La formation en cause

 

« Cette étude montre que la situation ne s’est pas améliorée par rapport à notre enquête de 2014. Clairement, la qualification RGE ne répond pas à l’objectif de montée en compétence que se sont fixés les pouvoirs publics et la profession », estime l’UFC-Que choisir.

 

En cause, une formation à l’obtention de la qualification RGE inadaptée et un contrôle insuffisant. « Mais peut-on parler de formation, avec des modules de trois jours », s’interroge Alain Bazot, qui estime par ailleurs qu’un seul contrôle sur site pour maintenir le signe de qualité RGE est insuffisant.

 

Et d’ajouter que « le développement du marché ne pourra se faire qu’en passant d’une obligation de moyen à une obligation de résultats qui engage clairement les professionnels faisant des promesses d’économie d’énergie ».

 

Pouvoirs publics interpellés

 

Pour lever les freins à la rénovation énergétique, elle appelle les pouvoirs publics à reprendre la main sur le dispositif RGE en renforçant la formation et les contrôles des professionnels qualifiés et de les inciter à développer une filière « d’architectes- énergéticiens » indépendants capables d’accompagner le consommateur tout au long de sa démarche de rénovation énergétique globale.

 

Elle propose d’instaurer une obligation de résultat, que les consommateurs pourront invoquer dès lors que les allégations de performance énergétique faites par les professionnels n’auraient pas été atteintes.

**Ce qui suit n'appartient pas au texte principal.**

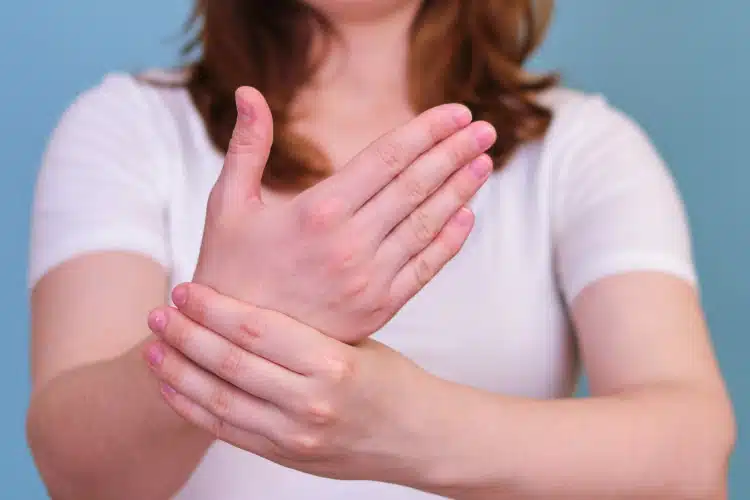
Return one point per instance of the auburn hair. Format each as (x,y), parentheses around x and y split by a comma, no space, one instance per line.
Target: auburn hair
(466,51)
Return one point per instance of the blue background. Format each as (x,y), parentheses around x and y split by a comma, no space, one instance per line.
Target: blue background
(680,67)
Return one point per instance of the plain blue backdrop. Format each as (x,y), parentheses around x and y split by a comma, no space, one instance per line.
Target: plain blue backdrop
(679,67)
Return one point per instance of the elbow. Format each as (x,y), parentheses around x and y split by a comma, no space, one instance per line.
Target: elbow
(63,475)
(699,463)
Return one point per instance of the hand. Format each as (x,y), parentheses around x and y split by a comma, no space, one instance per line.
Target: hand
(345,255)
(279,389)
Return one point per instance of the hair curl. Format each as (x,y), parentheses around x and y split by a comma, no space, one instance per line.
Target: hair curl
(467,51)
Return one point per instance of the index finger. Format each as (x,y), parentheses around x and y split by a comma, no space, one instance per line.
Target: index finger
(265,333)
(379,163)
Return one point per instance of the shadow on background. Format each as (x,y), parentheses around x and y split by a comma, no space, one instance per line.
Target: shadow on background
(679,67)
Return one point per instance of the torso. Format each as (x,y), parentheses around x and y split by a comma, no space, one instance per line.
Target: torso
(492,319)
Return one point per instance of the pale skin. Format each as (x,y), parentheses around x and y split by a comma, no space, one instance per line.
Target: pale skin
(658,424)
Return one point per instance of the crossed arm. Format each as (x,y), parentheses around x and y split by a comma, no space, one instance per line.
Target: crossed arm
(658,424)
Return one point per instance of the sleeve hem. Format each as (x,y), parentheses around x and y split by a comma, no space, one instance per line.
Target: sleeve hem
(624,263)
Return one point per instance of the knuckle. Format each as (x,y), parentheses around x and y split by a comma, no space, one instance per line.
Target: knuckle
(436,129)
(219,213)
(317,216)
(391,154)
(220,403)
(357,286)
(196,302)
(415,190)
(305,444)
(423,272)
(244,140)
(218,428)
(342,256)
(340,370)
(422,228)
(179,336)
(250,332)
(454,155)
(319,412)
(231,364)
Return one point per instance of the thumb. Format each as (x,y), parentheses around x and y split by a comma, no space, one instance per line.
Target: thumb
(249,146)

Enfin,  elle demande à ce que le préteur dans le cadre d’un crédit affecté soit responsabilisé pour vérifier la réalisation de la prestation prévue mais aussi la solvabilité et les capacités du professionnel.

 

L’UFC-Que choisir n’a pas décidé pour autant d’en rester là. Elle compte bien mobiliser les candidats à l’élection présidentielle pour que la rénovation énergétique soit intégrée comme un thème consumériste majeur dans la campagne. En attendant, l’association des consommateurs conseille auxménages « d’y réfléchir à deux fois, avant de se lancer dans des travaux de rénovation énergétique ».